News 15. 07. 2005

Theologin Keller: Die verlorene Chaostheorie der Schöpfung

Über die verlorene Chaostheorie der Schöpfung referierte die Theologin Catherine Keller bei der Ökumenischen Sommerakademie 2005 in Kremsmünster.

Keller ist Professorin für Konstruktive Theologie an den Theological and Graduate Schools der Drew University in New Jersey. Ihr Arbeitsbereich beschäftigt sich vor allem mit der Rekonstruktion biblischer christlicher Theologie.

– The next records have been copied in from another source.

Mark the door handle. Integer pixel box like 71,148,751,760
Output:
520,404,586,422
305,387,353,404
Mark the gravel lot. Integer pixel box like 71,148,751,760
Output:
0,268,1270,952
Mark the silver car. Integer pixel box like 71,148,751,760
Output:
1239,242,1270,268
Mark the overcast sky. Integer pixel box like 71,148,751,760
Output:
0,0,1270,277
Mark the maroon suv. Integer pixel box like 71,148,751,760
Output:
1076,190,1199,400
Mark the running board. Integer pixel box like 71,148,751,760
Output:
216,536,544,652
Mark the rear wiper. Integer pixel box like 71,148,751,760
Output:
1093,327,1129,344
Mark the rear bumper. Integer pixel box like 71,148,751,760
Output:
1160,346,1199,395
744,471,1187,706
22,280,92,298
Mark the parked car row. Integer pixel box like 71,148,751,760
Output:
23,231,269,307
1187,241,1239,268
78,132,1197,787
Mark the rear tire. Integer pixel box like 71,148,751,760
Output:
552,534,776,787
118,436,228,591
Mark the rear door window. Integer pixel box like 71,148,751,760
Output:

Die Chaostheorie und die Bibel

Die Methodistin Keller verwies unter anderem auf die Schöpfungsgeschichte der Bibel. Diese enthalte ein Bild, das ein Schlüssel für die Komplexitätstheorie sei: Die Metapher der „Grenze des Chaos“ und eine dunkle Metapher aus Genesis 1.2 – vom „Antlitz der Tiefe“. Die dort geschilderte „wassererfüllte Tiefe“ sei das alte hebräische Symbol des Urchaos. Keller selbst habe die Chaostheorie in ihre theologischen Betrachtungen miteinbezogen. Das habe – gleich einer Linse – die theologischen Perspektiven zu einem Brennpunkt gebracht. Als Pionier auf dem Gebiet der Chaos- und Komplexitätstheorie nannte Keller den Biologen Stuart Kauffmann. Er habe sich in der Theoriebildung mit der kaum beachteten Grenze zwischen Biologie und Physik beschäftigt und festgestellt, dass wir unsere Existenz nicht so einfach ableiten können, weder von der Biologie, noch von der Physik.

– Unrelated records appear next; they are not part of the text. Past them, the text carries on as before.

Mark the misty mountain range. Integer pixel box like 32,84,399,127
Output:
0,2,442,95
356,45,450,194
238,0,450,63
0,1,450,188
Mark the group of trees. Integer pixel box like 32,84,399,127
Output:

Keine Schöpfung aus dem Nichts

„Man kann aber Geschichten erzählen und Metaphern finden“, sagte Keller und zitierte Kauffmann: „Das Universum in seinem beharrlichen Werden ist reicher als all unsere Träume.“ Kauffmann habe darauf bestanden, dass „zwei Tatsachen wahr sind“: 1. Seit dem Urknall ist unser Universum enorm komplex geworden. 2. Wir haben keine Theorie, warum das Universum komplex geworden ist. Der kleinste gemeinsame Nenner der Bibelexegeten sei, dass es keine Schöpfung aus dem Nichts gibt, wenn man dem biblischen Text folgt. Das Erste ist laut Keller das Tohuwabohu, der chaotische Anfang der Urwasser, aus dem die Ordnung der Schöpfung entstehe. Keller schlägt vor: „Schöpfung aus der Tiefe (hebräisch Tehom), statt Schöpfung aus dem Nichts.“

Geist und Chaos

Die göttliche Schöpfungstätigkeit als Ruf könne nicht als einseitige Macht verstanden werden. Es gehe um einen kosmischen Kunstvorgang, voller Wechselbeziehungen und Überraschungen. Das ergebe das biblische Bild der göttlichen Ruach, der göttlichen Geistin, die über der Tiefe der Urwasser (Tehom) schwebt. Diese Gottheit arbeite nicht mit Kontrolle sondern mit den Möglichkeiten einer Verlockung. Keller: „Es geht nicht um kausale Verursachung, sondern um wechselseitige Abhängigkeit.“ Eine kreativere Sicht aufs Chaos könne auch hilfreich sein in den vielfältigen Formen von Chaos, die uns in unseren intimsten Beziehungen, aber auch in den sozialen und ökologischen Bereichen und den tiefsten spirituellen Ebenen unseres Lebens immer wieder überfallen würden. „Es ist eine Einladung, im Geist und der Gnade Gottes mitschöpferisch zu leben in unserem Leib, in unseren Gemeinschaften und Welten“, sagte Keller.